Le Père Antoine Chevrier a représenté et admirablement synthétisé ces trois stations sur les murs du célèbre « tableau de St Fons » : là, il les a dessinées lui-même en grand et commentées pour les 12 premiers jeunes qu’il commençait à préparer au ministère sacerdotal, comme St François d’Assise avait voulu donner à voir le mystère de l’incarnation dans une vraie Crèche, à Greccio.
Une image sur un mur. Notre temps demande des images. Lui vient à l’idée de fixer sur les murs de la grange de Saint-Fons « le tableau » de sa pensée : à l’image du Christ, le prêtre est un homme animé de charité, pauvre et crucifié. C’est dans l’amour que la pauvreté et la croix prennent sens et donnent vie. Le langage de ces inscriptions sur les murs est abrupt, saisissant, mais tout est illuminé de la charité présente au manifesté au tabernacle, « aboutissement de l’incarnation ». Un « tableau » comme une icône qui vous dévisage, vous interroge, vous appelle à suivre Jésus.

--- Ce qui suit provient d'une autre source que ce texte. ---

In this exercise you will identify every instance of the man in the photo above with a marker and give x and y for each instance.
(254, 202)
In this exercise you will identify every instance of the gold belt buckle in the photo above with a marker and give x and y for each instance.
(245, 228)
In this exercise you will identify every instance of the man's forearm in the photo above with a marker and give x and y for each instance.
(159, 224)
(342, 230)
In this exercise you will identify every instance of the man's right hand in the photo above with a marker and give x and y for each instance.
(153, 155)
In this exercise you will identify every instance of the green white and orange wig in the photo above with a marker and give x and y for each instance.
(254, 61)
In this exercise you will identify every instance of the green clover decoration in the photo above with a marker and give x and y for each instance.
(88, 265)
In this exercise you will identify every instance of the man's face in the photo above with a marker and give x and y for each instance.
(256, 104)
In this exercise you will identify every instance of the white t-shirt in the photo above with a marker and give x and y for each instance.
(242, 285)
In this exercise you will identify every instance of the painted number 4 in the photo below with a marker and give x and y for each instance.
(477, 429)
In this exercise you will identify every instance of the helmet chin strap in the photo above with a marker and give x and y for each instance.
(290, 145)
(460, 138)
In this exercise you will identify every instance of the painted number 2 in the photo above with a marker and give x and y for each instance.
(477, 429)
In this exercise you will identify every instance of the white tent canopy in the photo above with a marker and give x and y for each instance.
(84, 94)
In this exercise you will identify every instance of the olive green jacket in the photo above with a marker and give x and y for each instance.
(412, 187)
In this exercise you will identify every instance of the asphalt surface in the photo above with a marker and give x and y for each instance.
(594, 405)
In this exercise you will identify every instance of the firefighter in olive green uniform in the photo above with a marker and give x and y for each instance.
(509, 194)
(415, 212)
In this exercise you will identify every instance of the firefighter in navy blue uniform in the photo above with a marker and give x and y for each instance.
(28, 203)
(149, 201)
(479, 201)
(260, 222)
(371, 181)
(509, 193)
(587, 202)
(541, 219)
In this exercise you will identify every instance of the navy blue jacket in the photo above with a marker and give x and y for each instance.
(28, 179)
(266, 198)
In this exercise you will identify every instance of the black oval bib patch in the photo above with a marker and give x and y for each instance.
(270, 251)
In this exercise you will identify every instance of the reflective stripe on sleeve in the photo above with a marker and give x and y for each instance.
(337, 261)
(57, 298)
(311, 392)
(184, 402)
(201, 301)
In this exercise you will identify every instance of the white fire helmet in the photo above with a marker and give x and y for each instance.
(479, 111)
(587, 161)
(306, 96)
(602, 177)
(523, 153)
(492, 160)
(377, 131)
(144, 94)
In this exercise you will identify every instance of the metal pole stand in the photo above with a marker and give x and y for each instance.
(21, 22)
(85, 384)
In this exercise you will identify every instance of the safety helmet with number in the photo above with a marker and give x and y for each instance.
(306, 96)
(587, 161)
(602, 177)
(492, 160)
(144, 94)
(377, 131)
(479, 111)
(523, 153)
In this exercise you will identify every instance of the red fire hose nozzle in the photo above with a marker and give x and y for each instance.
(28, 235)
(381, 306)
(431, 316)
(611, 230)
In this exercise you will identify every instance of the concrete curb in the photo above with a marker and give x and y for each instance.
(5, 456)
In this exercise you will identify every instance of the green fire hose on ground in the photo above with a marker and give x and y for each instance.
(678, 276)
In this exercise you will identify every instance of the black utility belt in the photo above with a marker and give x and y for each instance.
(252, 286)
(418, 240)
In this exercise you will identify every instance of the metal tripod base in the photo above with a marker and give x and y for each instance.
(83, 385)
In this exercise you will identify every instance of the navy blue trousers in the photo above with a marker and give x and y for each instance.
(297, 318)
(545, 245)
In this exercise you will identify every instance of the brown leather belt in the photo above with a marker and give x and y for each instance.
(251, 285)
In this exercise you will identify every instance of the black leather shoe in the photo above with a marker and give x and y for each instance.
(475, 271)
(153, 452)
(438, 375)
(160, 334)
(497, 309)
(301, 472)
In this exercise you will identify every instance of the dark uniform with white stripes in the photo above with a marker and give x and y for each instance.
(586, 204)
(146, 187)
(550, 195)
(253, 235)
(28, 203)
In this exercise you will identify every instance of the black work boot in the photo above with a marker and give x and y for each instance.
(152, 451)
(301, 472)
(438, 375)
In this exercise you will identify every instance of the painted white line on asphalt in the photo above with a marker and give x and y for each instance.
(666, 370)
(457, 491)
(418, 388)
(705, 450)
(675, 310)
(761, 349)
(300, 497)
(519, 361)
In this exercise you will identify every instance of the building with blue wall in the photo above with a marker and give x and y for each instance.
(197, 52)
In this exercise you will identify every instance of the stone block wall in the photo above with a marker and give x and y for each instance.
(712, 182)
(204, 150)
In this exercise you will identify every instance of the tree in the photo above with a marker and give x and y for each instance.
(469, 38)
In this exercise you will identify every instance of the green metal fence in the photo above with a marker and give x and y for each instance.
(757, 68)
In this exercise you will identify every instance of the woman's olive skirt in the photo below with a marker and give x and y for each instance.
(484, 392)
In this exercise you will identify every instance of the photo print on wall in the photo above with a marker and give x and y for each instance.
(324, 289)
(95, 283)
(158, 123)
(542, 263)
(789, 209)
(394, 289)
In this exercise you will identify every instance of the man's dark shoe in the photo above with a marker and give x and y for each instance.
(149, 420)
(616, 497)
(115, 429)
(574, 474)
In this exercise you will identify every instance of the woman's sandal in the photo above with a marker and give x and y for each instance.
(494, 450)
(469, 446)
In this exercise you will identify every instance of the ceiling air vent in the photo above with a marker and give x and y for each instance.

Une fécondité. Quelques mois avant sa mort le 2 octobre 1879, le Père Chevrier traverse une épreuve crucifiante. Plusieurs des quelques prêtres qu’il a formés le quittent pour la mission lointaine ou le monastère. Dans une lettre, il signe « un pauvre délaissé sur la croix ». Ce n’était pas encore l’heure de la fécondité. Les fruits vont tarder, mais ils sont venus, non sans de multiples épreuves. Aujourd’hui, les 1 200 prêtres du Prado sont présents dans une quarantaine de pays du monde et la famille du Prado connaît des diacres, des sœurs, un Institut féminin du Prado, des laïcs consacrés, et des laïcs familiers de la grâce du Père Chevrier.
Un charisme pour notre temps. Le charisme du Prado, c’est suivre Jésus au plus près de son Évangile et de la vie des pauvres. C’est vivre du mystère de l’incarnation, c’est laisser le Christ « passer en nous » pour lui permettre de naître dans la vie des pauvres. Ainsi, jusque sur des visages défigurés de misère, peuvent se révéler à nos yeux des lumières et des reflets de l’Évangile. « Notre cœur et notre prière seront comme un creuset où l’Évangile et la vie des hommes longuement médités se rencontrent et s’éclairent mutuellement. » Au contact de l’Évangile et de la vie des pauvres, les Pradosiens et Pradosiennes en leurs fraternités acquièrent un « tour de main », un savoir vivre qui peut, au gré de la grâce, ouvrir le chemin vers Dieu.
Marie, pour aller à Jésus. Dans son désir de toujours mieux connaitre Jésus-Christ, chemin vers le Père, et afin de le faire connaître et aimer par tous, le Père Chevrier priait et faisait prier Marie à l’aide du chapelet : « Le chapelet, c’est le livre de tout le monde : c’est le livre du prêtre et du peuple ; c’est le livre de l’aveugle ; c’est le livre du vieillard dont l’œil se ferme aux choses de ce monde ; c’est le livre du savant et de l’ignorant ; c’est le livre de celui qui souffre… ». Il disait aussi : « Le Rosaire a été établi pour nous rappeler la vie de Notre Seigneur Jésus-Christ. » C’est ainsi que chaque soir, dans la chapelle du Prado, entouré d’une foule de gens très humbles, il commentait à voix haute les mystères du Rosaire pour faire découvrir qui était vraiment Jésus-Christ.
Vers une canonisation. Enterré dans la chapelle du siège du Prado, le Père Chevrier a été béatifié par saint Jean-Paul II lors de sa visite à Lyon le 4 octobre 1986 en présence d’une foule de 350 000 personnes. Un procès de canonisation est en cours.